Östrogen kann das Sterberisikobei Covid-19 reduzieren
Frankfurter Rundschau
Männer erkranken häufiger schwer, wenn sie sich infiziert haben. Forschende aus Schweden untersuchen den Einfluss des weiblichen Sexualhormons.
Schon früh in der Pandemie zeichnete sich ab, dass Männer häufiger als Frauen schwer an Covid-19 erkranken und auch häufiger daran sterben. In China waren laut einer Studie rund 70 Prozent der Coronatoten Männer, in Europa liegt ihr Anteil bei etwa 60 Prozent. Bei Sars-1 und Mers, die ebenfalls von Coronaviren verursacht werden, verhielt es sich ähnlich. Studien belegen, dass Männer bei Infekten verschiedenster Art oft heftiger erkranken, etwa auch bei Erkältungen. „Männerschnupfen“ hat also nicht nur etwas mit Wehleidigkeit zu tun.
Es liegt nahe, dass die Ungleichverteilung zwischen den Geschlechtern mit hormonellen Einflüssen zu tun haben könnte. Untersuchungen zur Rolle des männlichen Geschlechtshormons Testosteron indes lieferten widersprüchliche Ergebnisse. So zeigte eine Studie der Universitätsklinik San Raffaele in Mailand, dass bei Patienten mit niedrigem Testosteronspiegel die Wahrscheinlichkeit, an Covid-19 zu sterben, um das Sechsfache erhöht war. Eine Studie der Universität Padua wiederum konstatierte ein geringeres Erkrankungsrisiko für Patienten, die gegen Prostatakrebs mit Medikamenten behandelt wurden, die Testosteron hemmen.

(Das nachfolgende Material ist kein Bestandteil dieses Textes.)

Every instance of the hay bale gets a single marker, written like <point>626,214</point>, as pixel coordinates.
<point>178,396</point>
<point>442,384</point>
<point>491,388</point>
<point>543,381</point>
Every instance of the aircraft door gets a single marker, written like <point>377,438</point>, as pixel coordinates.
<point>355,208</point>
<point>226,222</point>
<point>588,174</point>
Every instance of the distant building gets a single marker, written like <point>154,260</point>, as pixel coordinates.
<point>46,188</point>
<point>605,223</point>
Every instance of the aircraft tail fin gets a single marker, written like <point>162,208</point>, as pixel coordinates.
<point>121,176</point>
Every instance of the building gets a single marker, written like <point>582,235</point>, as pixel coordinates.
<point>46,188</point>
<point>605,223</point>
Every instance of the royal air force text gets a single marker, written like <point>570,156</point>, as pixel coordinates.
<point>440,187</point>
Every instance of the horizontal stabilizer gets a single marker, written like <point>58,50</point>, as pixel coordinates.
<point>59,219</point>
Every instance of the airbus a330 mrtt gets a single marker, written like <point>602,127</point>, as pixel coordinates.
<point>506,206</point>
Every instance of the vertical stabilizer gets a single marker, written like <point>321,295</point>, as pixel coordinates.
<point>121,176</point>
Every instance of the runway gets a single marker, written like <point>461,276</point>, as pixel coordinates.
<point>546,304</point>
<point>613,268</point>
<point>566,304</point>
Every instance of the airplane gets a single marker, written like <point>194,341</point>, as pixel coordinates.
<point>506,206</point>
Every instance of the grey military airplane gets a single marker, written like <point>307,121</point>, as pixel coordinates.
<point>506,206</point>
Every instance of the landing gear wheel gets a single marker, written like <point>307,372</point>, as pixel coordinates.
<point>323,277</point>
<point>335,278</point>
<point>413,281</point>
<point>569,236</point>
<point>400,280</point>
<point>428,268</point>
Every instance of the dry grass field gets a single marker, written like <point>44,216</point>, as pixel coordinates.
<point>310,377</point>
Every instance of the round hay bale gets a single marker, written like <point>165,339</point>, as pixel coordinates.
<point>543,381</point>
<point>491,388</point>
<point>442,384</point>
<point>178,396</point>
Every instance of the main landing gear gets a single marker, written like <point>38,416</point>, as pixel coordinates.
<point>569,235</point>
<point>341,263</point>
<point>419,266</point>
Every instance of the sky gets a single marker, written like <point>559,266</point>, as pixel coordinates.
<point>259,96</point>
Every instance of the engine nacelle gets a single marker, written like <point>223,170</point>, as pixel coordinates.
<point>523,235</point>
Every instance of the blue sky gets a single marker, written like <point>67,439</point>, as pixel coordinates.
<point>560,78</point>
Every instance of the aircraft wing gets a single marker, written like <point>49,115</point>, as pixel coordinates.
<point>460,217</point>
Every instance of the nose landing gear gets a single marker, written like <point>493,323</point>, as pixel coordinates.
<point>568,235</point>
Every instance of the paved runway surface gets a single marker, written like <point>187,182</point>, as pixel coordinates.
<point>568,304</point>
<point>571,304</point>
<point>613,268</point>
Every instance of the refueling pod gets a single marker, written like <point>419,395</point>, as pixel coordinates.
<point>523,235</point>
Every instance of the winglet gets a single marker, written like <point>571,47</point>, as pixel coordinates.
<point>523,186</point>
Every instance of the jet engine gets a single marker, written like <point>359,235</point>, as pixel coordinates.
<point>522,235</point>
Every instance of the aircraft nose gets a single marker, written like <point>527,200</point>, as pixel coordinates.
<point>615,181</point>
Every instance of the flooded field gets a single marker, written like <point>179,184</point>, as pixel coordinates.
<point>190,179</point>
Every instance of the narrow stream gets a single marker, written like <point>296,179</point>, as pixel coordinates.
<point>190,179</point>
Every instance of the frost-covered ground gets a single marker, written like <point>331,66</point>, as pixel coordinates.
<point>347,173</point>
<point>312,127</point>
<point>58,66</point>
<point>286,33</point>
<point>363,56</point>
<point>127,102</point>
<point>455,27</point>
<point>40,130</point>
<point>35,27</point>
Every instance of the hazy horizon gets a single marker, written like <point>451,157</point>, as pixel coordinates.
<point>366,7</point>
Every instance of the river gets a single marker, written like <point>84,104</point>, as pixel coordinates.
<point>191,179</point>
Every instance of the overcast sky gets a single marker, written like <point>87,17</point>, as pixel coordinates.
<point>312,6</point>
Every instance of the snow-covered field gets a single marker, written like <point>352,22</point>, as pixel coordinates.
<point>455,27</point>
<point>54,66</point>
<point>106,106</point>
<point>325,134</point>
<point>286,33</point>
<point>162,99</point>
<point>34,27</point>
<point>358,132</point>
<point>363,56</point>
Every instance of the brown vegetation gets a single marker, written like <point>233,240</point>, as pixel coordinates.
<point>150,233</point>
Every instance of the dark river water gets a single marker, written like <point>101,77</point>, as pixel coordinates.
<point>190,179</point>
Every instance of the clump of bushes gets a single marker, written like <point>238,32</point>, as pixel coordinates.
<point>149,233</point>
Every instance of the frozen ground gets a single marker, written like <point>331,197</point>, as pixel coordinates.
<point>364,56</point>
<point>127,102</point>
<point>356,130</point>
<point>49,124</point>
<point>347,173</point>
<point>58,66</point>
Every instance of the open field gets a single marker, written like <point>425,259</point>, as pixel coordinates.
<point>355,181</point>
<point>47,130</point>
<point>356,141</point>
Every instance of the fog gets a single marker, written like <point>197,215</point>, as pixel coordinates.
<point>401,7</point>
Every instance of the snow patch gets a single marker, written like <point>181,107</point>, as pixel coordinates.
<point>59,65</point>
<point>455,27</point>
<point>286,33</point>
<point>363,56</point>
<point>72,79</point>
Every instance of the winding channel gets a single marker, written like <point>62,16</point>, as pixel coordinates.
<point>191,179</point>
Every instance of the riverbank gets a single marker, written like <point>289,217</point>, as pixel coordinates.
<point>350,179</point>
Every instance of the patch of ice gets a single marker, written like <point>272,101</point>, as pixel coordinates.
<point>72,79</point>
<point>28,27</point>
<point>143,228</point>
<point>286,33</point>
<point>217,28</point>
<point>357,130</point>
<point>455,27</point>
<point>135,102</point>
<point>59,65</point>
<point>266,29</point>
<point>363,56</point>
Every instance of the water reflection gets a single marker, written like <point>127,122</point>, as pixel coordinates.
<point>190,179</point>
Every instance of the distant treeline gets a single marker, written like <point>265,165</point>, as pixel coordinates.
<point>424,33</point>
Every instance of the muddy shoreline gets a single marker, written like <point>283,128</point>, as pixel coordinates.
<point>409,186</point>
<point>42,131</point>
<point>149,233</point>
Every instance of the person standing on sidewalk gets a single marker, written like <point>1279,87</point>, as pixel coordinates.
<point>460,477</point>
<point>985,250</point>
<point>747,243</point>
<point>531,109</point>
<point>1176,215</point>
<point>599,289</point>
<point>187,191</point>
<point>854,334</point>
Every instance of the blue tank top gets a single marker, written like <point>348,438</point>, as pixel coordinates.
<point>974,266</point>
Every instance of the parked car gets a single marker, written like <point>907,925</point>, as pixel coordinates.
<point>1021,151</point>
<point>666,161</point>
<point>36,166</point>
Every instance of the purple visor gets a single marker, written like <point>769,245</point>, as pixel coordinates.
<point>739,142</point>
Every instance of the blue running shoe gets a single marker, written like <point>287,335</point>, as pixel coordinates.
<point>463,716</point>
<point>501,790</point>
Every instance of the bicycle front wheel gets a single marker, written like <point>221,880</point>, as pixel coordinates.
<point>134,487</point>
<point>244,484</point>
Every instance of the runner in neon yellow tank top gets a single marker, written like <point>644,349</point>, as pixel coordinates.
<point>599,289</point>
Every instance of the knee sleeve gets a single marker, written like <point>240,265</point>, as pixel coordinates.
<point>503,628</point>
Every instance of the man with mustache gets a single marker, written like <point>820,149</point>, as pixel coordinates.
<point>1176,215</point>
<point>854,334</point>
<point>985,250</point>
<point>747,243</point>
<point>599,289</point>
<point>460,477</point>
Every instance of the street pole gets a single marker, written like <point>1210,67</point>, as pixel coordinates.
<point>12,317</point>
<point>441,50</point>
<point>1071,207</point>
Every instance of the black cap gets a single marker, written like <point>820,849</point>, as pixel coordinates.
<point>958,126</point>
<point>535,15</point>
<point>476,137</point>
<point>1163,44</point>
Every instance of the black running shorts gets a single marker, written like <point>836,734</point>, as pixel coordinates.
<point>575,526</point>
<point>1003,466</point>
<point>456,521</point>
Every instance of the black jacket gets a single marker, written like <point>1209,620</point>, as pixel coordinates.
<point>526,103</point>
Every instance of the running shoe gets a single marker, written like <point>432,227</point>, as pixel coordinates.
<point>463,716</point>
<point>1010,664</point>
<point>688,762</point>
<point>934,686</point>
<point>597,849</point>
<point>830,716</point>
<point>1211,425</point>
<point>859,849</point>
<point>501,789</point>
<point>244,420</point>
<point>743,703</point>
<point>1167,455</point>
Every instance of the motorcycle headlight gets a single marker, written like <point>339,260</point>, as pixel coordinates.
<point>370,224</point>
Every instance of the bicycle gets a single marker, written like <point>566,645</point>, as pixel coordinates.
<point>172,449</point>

Forschende der Universität Umeå (Schweden) haben das weibliche Sexualhormon Östrogen in den Fokus genommen – und kamen zu dem Ergebnis, dass es vermutlich einen gewissen Schutz vor schweren Verläufen und Tod durch Covid-19 bietet. Östrogen soll demnach das Risiko, an einer Infektion mit Sars-CoV-2 zu sterben, um 50 Prozent verringern. Die auf landesweiten Daten basierende Studie wurde online auf dem Portal BMJ open veröffentlicht.
Auch wenn die Arbeit eine Erklärung dafür liefern könnte, warum Männer häufiger an Covid sterben, so waren diese doch gar nicht Bestandteil der Studie. Eingeflossen sind die Daten von 14 685 Frauen im Alter zwischen 50 und 80 Jahren, von denen 17,3 Prozent eine Hormonersatztherapie mit Östrogen gegen Wechseljahrsbeschwerden bekamen. 1,3 Prozent hatten einen verringerten Östrogenspiegel aufgrund einer Hormonbehandlung gegen Brustkrebs. Der Rest nahm überhaupt keine Hormonpräparate ein.
Es zeigte sich, dass das Risiko an Covid zu sterben, in der Gruppe, die Östrogenpräparate einnahm, weniger als halb so groß war wie bei den Frauen ohne Hormonbehandlung. Das höchste Risiko bestand in der Gruppe, die eine Anti-Östrogentherapie erhielt. Wie es in einer Mitteilung der Universität Umeå heißt, sei der kausale Zusammenhang mit den verringerten Östrogenwerten jedoch nicht sicher, da diese Frauen im Schnitt älter waren und zudem auch wegen Krebs behandelt wurden – beides Faktoren, die das Risiko eines schweren Verlaufs von Covid-19 erhöhen. Es sei wichtig, dass diese Frauen ihre Medikamente weiterhin einnehmen, um das Risiko eines erneuten Auftretens von Krebs zu verringern, wird Studienleiterin Malin Lund in der Mitteilung zitiert.